A simple panel provides sliders for adjustment. You open the original, make the necessary adjustments, and save the image as a copy. It is indeed rudimentary, but the algorithms are quite good, and it works in a pinch.

Preview can be extremely handy for repairing image files. On some occasions, Photoshop will not open a file, but Preview will, and will allow you to re-save the image, clearing any errors that prevent Photoshop from opening the file.



iPhoto

For non-destructive editing, iPhoto allows you to save changes as metadata leaving the original images in space-saving JPEG format unchanged.
Here the tools are quite sophisticated, with the inclusion of definition, shadow and highlight dynamic range adjustments, sharpening and noise reduction. Point and click white balance with manual trim are also included.
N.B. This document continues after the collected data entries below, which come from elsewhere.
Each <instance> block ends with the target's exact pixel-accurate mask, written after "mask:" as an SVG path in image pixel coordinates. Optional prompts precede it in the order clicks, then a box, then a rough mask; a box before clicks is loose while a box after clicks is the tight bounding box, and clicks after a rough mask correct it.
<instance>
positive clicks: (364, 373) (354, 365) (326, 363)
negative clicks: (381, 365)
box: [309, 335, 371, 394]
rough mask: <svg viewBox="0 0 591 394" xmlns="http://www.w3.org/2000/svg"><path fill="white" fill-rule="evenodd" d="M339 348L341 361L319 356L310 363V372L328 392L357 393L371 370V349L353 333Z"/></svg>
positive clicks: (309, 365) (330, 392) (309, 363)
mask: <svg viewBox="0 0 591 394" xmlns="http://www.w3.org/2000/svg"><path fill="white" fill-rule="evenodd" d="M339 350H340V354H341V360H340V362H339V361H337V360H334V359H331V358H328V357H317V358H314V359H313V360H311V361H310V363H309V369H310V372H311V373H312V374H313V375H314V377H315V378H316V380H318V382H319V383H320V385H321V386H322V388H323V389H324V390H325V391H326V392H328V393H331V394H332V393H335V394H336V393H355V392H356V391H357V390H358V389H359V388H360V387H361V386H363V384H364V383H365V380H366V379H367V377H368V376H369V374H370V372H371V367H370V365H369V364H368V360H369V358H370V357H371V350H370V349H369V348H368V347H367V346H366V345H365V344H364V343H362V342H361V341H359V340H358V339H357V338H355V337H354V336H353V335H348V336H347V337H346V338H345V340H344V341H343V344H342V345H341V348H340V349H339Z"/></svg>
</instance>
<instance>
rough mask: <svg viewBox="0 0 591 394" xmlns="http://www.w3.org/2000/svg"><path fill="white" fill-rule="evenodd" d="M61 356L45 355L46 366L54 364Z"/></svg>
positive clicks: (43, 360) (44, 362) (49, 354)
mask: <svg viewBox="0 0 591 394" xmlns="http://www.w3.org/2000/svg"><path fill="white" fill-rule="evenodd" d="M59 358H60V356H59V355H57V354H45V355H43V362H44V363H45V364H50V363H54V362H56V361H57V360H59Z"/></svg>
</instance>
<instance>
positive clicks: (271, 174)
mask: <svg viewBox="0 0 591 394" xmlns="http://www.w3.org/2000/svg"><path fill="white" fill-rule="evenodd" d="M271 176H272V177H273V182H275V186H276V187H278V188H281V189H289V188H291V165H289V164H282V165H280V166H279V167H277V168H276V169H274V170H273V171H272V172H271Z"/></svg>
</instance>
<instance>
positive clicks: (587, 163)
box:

You can edit the images in the library itself, or enter a full-screen mode that minimizes the interface elements.
I find myself using these features seamlessly along with my dedicated apps. Since I'm already using Aperture, I use iPhoto solely to manage slide presentations on my iPhone, iPad and iPod, all of which I use to present portfolio work to clients and colleagues. But I find it's features and performance fine for all but the most demanding work.